There are around 46.5 million Americans — 23 million households — on food stamps, formally known as Supplemental Nutrition Assistance Program (SNAP) benefits, according to the U.S. Department of Agriculture. These food stamp recipients often serve as the punching bag of political rhetoric and take the brunt of restrictive legislation — legislation which only serves to limit their benefits and add stigma.
“I don’t want to make Black people’s lives better by giving them somebody else’s money,” former Sen. Rick Santorum (R-P.A.) said of welfare recipients in 2012. “I want to give them the opportunity to go out and earn the money.”
“If you’re able-bodied, you should be willing to work,” former House Majority Leader Eric Cantor (R-Va.) said about a proposal to cut SNAP back in 2013.
Others claim that SNAP recipients are buying luxury food items with their benefits, which has been the impetus behind two recent restrictive bills in Missouri and Wisconsin.
“I have seen people purchasing filet mignons and crab legs with their EBT cards,” Missouri State Rep. Rick Brattin (R) explained to the Washington Post. “When I can’t afford it on my pay, I don’t want people on the taxpayer’s dime to afford those kinds of foods either.” Brattin proposed Missouri’s law.

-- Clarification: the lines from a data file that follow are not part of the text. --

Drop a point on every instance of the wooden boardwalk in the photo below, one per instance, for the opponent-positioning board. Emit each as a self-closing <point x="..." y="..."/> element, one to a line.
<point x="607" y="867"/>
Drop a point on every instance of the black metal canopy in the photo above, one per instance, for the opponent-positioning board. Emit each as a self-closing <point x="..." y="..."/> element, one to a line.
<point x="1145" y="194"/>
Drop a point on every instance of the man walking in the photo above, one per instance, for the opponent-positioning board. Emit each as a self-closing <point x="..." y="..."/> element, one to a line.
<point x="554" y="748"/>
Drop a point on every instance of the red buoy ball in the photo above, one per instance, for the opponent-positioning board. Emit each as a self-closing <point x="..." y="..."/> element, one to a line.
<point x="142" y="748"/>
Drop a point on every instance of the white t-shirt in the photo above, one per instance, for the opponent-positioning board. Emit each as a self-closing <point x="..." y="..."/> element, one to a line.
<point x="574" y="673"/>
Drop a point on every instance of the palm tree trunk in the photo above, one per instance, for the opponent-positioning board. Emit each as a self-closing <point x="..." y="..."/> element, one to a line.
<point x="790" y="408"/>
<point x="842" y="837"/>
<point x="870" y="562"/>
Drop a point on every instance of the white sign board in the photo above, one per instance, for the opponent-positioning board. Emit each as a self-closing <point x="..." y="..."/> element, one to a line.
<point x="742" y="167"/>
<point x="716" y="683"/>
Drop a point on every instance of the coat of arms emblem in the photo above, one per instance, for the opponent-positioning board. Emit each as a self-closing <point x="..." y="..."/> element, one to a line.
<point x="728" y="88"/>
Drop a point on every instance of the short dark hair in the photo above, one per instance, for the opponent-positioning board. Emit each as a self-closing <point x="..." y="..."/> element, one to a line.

But are these common tropes true? Are food stamp recipients the non-working group we hear about? Turns out they’re not: SNAP recipients include some of the most vulnerable members of our society.
Who is actually receiving SNAP benefits?
For starters, the majority of food stamp recipients are white. Data from the USDA released in 2013
showed the breakdown of SNAP recipients: 40.2 percent are white, 25.7 percent are Black, 10.3 percent of recipients are Hispanic, 2.1 percent are Asian, and 1.2 percent of SNAP recipients are Native American.
According to a USDA report of the 2012 fiscal year, 82 percent of SNAP recipients were in poverty.
That same report found that nearly 45 percent of food stamp recipients were children under the age of 18, which according to NBC News is around 20 million children. At some point in their lives half of U.S. children will be fed with food stamps. It was also found that nine percent of recipients were elderly (over 60-years-old), and 10 percent were non-elderly disabled adults. (The organization SNAP to Health, puts these figures even higher.)